The freebie you offer for people’s email addresses should be a no brainier. Your incentive should be irresistible to your target demographic. Offer something extravagant or outrageous and you’ll never fail to attract new subscribers. I usually offer a PDF previously sold for a high price. These days I offer courses at my Writing Academy.
You can offer a free novel or a short story or a collection of focused articles from your blog. And. if you’re not getting all the sign ups you want, experiment with different freebies until you find something that works well.
It has to be a good offer because it has to appeal to potential subscribers TWICE. ONCE when they first sign up and AGAIN when your autoresponder company sends out a CONFIRMATION email. This is called a “double opt-in” and it’s often compulsory. It’s designed to prevent people from feeling spammed. Basically the idea is that if you’ve asked people TWICE if they want to receive your emails, they can’t really complain when they get them.
Never hit people with offers to buy stuff as soon as you get their email addresses. This strategy is guaranteed to make people unsubscribe immediately. Remember that your audience are people like you who deserve respect and even love. You’ll find that if you bear this in mind when you compose your emails to them, you’ll naturally strike the right balance.
You have to care.
And caring about your readers means being nice to them, treating them with kindness and consideration and taking the blame if something goes wrong or if your customer isn’t happy.
Here’s a good email sequence to consider for your list:
The welcome email detailing where the freebie is located - sent on sign up
Email again welcoming the customer telling them a little more about yourself and your work. Sent one day later
Email containing a link to perhaps an author interview. Sent two days later.
Email offering another small freebie for being a loyal subscriber. Sent three days later.
A weekly article that will be of interest to your subscribers - perhaps promise to make it a 5 or 10 part series.

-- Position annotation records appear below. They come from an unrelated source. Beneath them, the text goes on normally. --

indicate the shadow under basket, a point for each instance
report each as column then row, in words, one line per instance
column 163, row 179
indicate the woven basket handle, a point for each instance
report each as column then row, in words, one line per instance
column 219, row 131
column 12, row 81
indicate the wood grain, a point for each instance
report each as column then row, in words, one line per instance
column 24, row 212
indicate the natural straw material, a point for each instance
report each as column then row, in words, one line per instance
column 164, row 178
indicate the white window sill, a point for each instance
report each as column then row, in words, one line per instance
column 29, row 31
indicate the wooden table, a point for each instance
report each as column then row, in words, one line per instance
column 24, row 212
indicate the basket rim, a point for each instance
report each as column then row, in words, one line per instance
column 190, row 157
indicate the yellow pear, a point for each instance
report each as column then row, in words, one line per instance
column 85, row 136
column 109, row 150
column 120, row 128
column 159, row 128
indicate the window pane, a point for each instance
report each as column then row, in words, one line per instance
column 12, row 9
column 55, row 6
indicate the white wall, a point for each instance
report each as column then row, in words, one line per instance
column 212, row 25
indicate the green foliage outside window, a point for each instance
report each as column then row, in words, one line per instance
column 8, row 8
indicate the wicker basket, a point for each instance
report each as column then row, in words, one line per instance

You can also send out broadcast emails with links to your new blogs and articles as you write them, either daily, weekly or monthly.
The advantage of this approach is that you’re not trying to sell anything. Yet. You can rest easy in the knowledge these people stay subscribed to you because they like you - and they enjoy what you have to say.
Now, if you never needed money or never wanted to become a bestselling author, you’d have a growing band of followers. That’s how I thought, way back in 2002, when I was building a list for the first time. I enjoyed the process and didn’t worry too much about what I’d do with the list for the first year or so. And that’s cool - it’s nice to have followers - and it’s one reason that, years after I’ve needed to, I still write a weekly newsletter to my subscribers. Simply because I like it - and they seem to like it too.
Okay, one of the great advantages of autoresponder companies is that you can create more than one mailing list and depending on how your subscribers behave, you can move them around and service them differently.
To give you some idea, I have lists for new students, for regular buyers, and for Academy members. Even one for the many people who never buy a thing but who just like my newsletters. I find having different lists useful - and having segmented lists helps me focus my marketing efforts when necessary.
As I mentioned earlier, I purge subscribers who stop responding to my emails altogether. It helps me look good to the spam robots and gives me a better idea of what’s going on with my followers.
All this may sound a little anal. I understand because I too used not to bother with all the analytics. (Funny how that word has anal in it.) But since I’ve been working much more closely with the dynamics of how my subscribers interact with my Writing Academy, I’ve become a lot more successful - plus I enjoy it more. So much so, I’ve shut down my other sites altogether and now focus all of my energy on my Writing Academy.